Ci sono momenti nella vita in cui non ci sono anticipazioni o pensieri sul passato, quando viviamo spontaneamente in silenzio. Ma poiché conosciamo solo noi stessi in attività e non siamo informati diversamente, prendiamo il momento di silenzio per un’assenza, un’assenza di attività. Quindi, poiché non conosciamo il silenzio dietro l’attività, quando seguiamo il bisogno interiore di stare fermi o di meditare, rimaniamo bloccati al livello della mente mentre proviamo a non pensare, proviamo a svuotare la mente degli oggetti in un sforzo per creare il silenzio. Ma questa assenza di attività è anche un oggetto. Molti libri sono stati scritti su come calmare la mente, calmare i pensieri, ma tutto questo è uno sforzo, uno spreco di energia. Una mente disciplinata non può mai essere una mente libera.
Quando siamo invitati a meditare, possiamo andare in meditazione come andiamo in un laboratorio, a condizione che sappiamo già che il meditatore fa parte della mente, una mente che sta cercando un’esperienza di Dio, o bellezza, o silenzio. Nella consapevolezza che la mente non può mai raggiungere ciò che è al di là di essa, il meditatore non ha più un ruolo da svolgere, e non vi è alcun oggetto di meditazione.
Quando questo è profondamente compreso, c’è un abbandono spontaneo del riflesso per provare a sperimentare ciò che è al di là dell’esperienza, e uno è in meditazione, meditazione continua. La comprensione è l’unico modo per andare oltre la mente.
Nella meditazione senza un meditatore non c’è introversione o estroversione. C’è un’immagine popolare in India di una scimmia che copre gli occhi, le narici e le orecchie nel tentativo di meditare, e c’è un’altra scimmia che ride di lei.
Gli organi – vedere, udire, gustare, odorare, toccare – continuare a funzionare fino alla fine della nostra vita, ma questo non ha nulla a che fare con la meditazione.
In meditazione gli occhi sono aperti, ma non si vede nulla; c’è quello che si potrebbe chiamare un senso di visibilità. C’è ascolto, ma non si sente nulla; c’è udibilità e così via. In altre parole, c’è vedere e sentire, senza un oggetto specifico visto o sentito.

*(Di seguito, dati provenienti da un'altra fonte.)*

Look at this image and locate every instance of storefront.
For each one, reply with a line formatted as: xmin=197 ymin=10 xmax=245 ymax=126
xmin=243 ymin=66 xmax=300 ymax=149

Ma lo sfondo, il silenzio, continua.
In questo laboratorio dovresti anche essere consapevole dell’andare e venire del tuo respiro. Non controllarlo né dirigerlo; semplicemente ascoltalo, sii consapevole di ciò. Direi, vai consapevolmente nel processo di respirazione; vai consapevolmente nell’espirazione, che è una naturale rinuncia a ogni sforzo. Lascia che l’espirazione muoia in silenzio e lascia che il bisogno interiore del corpo di inspirare emerga. In questa respirazione tutto il corpo psicosomatico giunge a un rilassamento molto profondo, e arriva un momento in cui c’è un arrendersi spontaneo del processo volontario della respirazione, e rimaniamo come presenza priva di oggetti, come consapevolezza senza oggetto. Ciò che è importante è che possiamo dare una sbirciata, un assaggio di questa presenza senza oggetto in modo che in seguito possiamo riconoscerla. Succede molto spesso prima che il corpo si svegli al mattino o nell’intervallo tra due pensieri o tra due percezioni. E succede anche nello stato di ammirazione o meraviglia o stupore. Infine, c’è un passaggio e uno è stabilito nella presenza senza oggetto in tutte le attività, sia che dorma, mangi, pensi o cammini. È una meditazione costante. Uno deve essere informato di questo e tenerlo bene in vista, o la meditazione diventerà una cattiva abitudine, e un giorno scoprirai di essere bloccato nella tua cosiddetta meditazione, bloccato in una sottile relazione soggetto-oggetto da cui non puoi uscire.»